と金井が、彼女を呼んだので、三人で応接テーブルを囲むことになった。
「ええと、・・・来年度の給与のことだけど・・・」
という金井の切り出しで、経理担当の福原が呼ばれた理由を土岐は理解した。
「来年度から、年俸制にしたいんだけど、どうだろう。総額では若干増えると思うが、交通費込みで、ボーナスなしで、均等払い・・・どうかな」
と金井は、前かがみになって、上目使いで土岐と福原の顔色をうかがう。低い鼻から眼鏡がずり落ちて、眉根のあたりに見慣れない険しさが漂っている。拒否されることもありうるという彼の思いが読み取れた。金井は弁解じみた解説をする。

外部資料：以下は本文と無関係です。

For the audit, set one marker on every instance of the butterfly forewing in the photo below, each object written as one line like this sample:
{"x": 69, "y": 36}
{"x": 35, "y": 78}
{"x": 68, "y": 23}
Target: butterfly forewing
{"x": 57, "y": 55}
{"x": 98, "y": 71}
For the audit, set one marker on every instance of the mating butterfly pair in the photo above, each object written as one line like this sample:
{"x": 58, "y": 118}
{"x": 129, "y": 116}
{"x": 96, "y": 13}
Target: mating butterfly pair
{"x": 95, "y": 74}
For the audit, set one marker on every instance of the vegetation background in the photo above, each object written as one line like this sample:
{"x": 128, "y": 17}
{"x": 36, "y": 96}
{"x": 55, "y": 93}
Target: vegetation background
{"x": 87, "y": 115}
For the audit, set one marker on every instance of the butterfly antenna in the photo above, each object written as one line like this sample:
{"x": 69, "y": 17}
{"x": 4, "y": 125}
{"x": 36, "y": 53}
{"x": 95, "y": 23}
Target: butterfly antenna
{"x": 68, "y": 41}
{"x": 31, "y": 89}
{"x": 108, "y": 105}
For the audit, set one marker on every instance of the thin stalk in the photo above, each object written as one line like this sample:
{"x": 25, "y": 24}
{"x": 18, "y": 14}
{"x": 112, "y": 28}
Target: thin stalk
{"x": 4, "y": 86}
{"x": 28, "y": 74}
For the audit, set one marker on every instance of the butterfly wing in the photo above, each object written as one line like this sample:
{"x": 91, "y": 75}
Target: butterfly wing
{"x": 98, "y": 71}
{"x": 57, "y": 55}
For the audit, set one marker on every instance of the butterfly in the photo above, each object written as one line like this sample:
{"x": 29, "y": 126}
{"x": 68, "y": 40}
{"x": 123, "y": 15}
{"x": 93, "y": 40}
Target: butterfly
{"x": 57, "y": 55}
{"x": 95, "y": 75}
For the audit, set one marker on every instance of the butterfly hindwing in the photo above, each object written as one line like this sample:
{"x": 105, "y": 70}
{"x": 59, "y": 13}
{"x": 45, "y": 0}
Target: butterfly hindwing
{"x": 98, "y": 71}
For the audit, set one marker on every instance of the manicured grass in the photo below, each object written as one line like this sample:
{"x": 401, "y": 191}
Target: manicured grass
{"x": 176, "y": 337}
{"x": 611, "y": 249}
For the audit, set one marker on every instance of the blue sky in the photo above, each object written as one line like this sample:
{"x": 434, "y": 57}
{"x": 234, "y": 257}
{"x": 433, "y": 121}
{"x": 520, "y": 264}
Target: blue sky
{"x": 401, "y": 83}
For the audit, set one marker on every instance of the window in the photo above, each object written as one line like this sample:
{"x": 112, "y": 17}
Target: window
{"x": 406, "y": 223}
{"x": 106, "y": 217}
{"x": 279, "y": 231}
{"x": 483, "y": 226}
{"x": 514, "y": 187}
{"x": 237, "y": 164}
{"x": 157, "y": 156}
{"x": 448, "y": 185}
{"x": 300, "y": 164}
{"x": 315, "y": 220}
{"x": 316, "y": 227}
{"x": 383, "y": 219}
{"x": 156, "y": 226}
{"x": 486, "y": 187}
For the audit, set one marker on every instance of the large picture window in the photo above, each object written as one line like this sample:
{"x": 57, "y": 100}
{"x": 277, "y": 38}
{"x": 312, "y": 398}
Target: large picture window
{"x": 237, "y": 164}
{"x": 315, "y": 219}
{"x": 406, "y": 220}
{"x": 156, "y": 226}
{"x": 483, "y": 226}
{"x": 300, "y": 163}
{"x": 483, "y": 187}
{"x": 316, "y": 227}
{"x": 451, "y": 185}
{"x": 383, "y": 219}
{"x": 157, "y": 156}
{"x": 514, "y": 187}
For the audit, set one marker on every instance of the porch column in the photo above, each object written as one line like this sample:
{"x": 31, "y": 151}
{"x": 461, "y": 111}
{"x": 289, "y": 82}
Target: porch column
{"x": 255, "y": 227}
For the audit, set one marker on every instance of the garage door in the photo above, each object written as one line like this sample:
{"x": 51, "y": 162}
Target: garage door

「まあ、君たちも薄々感づいているとは思うけど、政権交代以降、補助金の締め付けが強くなって、この種の公益法人の統廃合の案が出ている。いずれ国債の増発が困難になるような事態になれば、恐らく我々の財団法人に対する補助金は真っ先に切られる可能性がある。そうでなくても、似たような公益法人に吸収合併されるのは時間の問題だ。別に君たちに瑕疵はないのだが、無い袖は振れない。そうゆう訳で、保証できもしない終身雇用を前提としたような給与体系よりも、実質は何も変わらないのだが、年俸制にした方が、いきなり、来年度の人件費予算が組めないので、と言うよりも、君たちも心構えができて、いいのではないと思うんだが・・・」
「別に、異存はありませんが・・・」
と土岐が軽く言うと、福原は、
(もしや)
というような顔付きをする。
 金井は福原にたしなめるように言う。
 「福原さんも経理担当で、大体のことは分っているとは思うけど・・・」
 福原は意外というようなニュアンスで、
 「わたしも、ですか?」
とやや素っ頓狂な面持ちで訊いた。年下で、後輩の土岐と同じ扱いであることに不満とも疑問ともつかない思いが聞き取れた。
 金井は福原を突き放すように、
「そう、あなたも。全員だ」
と言う。言外に、
(事務局長である自分は違う)
というニュアンスと金井より古参であることをいいことに、遅刻や欠勤の多い福原に対する日ごろの憤懣が込められているようだった。